ORE takes care of management, namely collecting MF's (now just under $500) and scheduling (the weeks are floating).

This resort exchanges through either ORE or II. The reason they are not listed in the II directory, so I was told by II, is because the timeshare pool there is so small (only 3). I have the II resort code at home  and can look it up if you would like. I think it is PNS, but don't hold me to it.

We have listed our Pines in our II account and it pulls very well, also would receive an AC if we deposited (but we haven't done so). We have owned for two years, rented the first year (TUG) and stayed there last summer. We will be staying again this July. 

Although they offer none of the usual amenities (golf, pool, exercise room, etc.) The size and quality of the cabins is top notch, and the location is great (in my opinion). Near West Yellowstone and with world-class flyfishing nearby. Winter snowmobiling is a big deal in the area, too.

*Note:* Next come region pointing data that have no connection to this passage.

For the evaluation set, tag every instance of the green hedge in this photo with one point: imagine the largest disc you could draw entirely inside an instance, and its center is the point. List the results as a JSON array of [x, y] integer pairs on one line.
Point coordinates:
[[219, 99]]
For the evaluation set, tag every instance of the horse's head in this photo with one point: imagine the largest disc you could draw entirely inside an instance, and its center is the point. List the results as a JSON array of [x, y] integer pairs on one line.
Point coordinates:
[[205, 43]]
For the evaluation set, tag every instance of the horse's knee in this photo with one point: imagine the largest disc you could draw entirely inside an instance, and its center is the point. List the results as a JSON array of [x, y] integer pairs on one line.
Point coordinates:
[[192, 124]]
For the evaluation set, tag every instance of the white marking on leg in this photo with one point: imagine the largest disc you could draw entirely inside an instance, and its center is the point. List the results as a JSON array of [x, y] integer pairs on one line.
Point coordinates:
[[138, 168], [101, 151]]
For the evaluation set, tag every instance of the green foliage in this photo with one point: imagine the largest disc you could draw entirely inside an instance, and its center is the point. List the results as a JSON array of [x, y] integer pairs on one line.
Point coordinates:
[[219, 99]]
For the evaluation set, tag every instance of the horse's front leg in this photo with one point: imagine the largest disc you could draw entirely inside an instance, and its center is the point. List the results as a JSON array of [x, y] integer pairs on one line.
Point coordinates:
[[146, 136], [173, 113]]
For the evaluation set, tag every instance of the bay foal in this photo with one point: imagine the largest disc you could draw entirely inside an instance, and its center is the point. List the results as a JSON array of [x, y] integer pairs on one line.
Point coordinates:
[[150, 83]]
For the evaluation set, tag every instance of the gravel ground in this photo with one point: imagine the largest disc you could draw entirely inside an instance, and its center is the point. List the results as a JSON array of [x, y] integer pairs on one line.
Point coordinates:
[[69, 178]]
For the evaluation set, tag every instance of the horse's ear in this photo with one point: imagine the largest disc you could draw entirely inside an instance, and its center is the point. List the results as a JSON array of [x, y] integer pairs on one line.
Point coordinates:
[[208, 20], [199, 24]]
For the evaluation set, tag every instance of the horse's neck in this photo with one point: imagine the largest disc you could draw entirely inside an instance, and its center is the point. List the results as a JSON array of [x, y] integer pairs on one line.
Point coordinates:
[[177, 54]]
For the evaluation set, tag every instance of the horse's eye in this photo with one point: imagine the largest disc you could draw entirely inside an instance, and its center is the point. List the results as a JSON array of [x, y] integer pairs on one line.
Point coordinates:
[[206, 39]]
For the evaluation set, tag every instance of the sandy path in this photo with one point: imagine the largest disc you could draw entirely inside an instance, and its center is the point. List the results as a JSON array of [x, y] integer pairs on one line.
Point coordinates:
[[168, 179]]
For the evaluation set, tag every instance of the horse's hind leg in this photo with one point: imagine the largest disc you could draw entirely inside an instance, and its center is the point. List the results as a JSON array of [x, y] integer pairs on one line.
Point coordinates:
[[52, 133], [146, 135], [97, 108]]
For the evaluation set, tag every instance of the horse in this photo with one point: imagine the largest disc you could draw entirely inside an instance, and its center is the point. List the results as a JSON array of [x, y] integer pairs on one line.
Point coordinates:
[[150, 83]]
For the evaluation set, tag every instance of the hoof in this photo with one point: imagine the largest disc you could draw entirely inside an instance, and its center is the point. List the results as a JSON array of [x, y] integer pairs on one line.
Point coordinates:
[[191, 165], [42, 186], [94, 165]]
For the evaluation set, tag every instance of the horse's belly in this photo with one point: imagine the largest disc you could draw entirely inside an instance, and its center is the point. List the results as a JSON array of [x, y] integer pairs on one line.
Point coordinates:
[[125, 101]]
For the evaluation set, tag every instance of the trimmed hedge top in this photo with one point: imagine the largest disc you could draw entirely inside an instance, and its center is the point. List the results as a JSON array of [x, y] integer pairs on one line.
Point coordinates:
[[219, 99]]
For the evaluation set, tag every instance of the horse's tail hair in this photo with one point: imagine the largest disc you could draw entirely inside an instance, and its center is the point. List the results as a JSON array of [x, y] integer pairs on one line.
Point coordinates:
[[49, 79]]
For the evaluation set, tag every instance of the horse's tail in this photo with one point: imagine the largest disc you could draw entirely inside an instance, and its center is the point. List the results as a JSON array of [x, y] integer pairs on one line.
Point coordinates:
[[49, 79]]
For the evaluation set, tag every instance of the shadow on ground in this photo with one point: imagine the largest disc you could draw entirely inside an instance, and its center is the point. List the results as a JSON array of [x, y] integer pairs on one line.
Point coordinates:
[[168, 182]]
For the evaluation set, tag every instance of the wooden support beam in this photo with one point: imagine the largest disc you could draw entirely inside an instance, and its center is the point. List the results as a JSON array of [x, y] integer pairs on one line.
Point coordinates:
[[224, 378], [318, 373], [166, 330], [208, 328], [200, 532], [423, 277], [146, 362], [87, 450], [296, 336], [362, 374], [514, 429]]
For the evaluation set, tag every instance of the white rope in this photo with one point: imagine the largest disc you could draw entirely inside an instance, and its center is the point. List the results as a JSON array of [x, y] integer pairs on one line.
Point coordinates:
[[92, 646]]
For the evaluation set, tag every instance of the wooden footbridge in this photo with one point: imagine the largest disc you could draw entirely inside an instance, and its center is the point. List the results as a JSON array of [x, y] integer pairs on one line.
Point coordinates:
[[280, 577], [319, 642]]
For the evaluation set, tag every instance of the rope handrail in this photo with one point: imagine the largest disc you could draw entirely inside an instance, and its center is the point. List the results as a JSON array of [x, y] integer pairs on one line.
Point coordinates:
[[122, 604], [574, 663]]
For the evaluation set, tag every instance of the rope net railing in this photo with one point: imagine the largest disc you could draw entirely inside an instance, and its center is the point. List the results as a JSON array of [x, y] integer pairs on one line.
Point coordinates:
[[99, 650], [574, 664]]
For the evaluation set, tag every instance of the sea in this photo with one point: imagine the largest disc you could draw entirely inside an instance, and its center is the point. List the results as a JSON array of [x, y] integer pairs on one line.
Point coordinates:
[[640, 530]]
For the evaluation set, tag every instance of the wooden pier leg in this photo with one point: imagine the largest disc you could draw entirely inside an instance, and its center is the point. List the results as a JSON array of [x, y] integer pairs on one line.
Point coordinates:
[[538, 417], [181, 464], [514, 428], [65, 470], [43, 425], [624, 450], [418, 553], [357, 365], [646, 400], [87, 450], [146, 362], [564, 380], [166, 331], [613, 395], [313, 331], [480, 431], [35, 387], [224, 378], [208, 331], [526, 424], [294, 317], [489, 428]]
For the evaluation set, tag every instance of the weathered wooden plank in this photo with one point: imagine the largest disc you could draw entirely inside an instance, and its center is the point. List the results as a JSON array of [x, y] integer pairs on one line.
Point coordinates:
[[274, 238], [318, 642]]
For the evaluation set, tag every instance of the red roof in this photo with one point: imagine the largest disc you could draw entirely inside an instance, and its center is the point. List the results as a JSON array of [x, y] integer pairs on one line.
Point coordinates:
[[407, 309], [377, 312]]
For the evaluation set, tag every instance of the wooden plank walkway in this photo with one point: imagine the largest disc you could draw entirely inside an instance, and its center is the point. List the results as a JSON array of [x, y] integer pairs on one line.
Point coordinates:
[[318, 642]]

Don't confuse the Pines with the much larger Island Park Resort, which is an ok resort but isn't in the same quality league with the Pines. IMO

Check their website: www.pinesislandpark.com 

PS, the resort rents some units for owners. The 3 timeshare cabins are two br, two bath with loft, sleep 8 (10 with kids).

Jack


----------



## DonM (Jun 26, 2006)

Jack:

Is it in the same town or area as Island Park Village- about 22 miles from Yellowstone?

Thanks
Don


----------



## chellej (Jun 26, 2006)

philemer said:
			
		

> Thanks Tony. That would be a great week for under $2000. I wonder what the 'reserve' is. The seller is a novice.
> 
> Phil



phil

I asked the seller the reserve & she wouldn't reveal it.  Said they didn't use it & want to invest the money in something else.  I suspect the reserve is probably fairly close to the developer's price - As you noted the seller seems like a newbie and probably doesn't know that she won't get what she paid for it.  I've only ever seen one other resale here - and Jack bought it.

Don

It is also in Island Park - but about 2-3 miles further away from the west entrance


----------



## cluemeister (Jun 26, 2006)

If I were in your shoes, and I was serious about this timeshare, then I would bid up to the amount I was willing to pay.  You may fall short, even far short of their reserve, but you can always contact them after the auction and let them know you will honor your offer for a fixed time period (i.e. 10 days) if they change their mind.


----------



## JACKC (Jun 27, 2006)

DonM said:
			
		

> Jack:
> 
> Is it in the same town or area as Island Park Village- about 22 miles from Yellowstone?
> 
> ...



Yes, in Island Park about 3 miles south of the "Village" timeshare. About 30-45 minute drive to West Yellowstone.
Jack


----------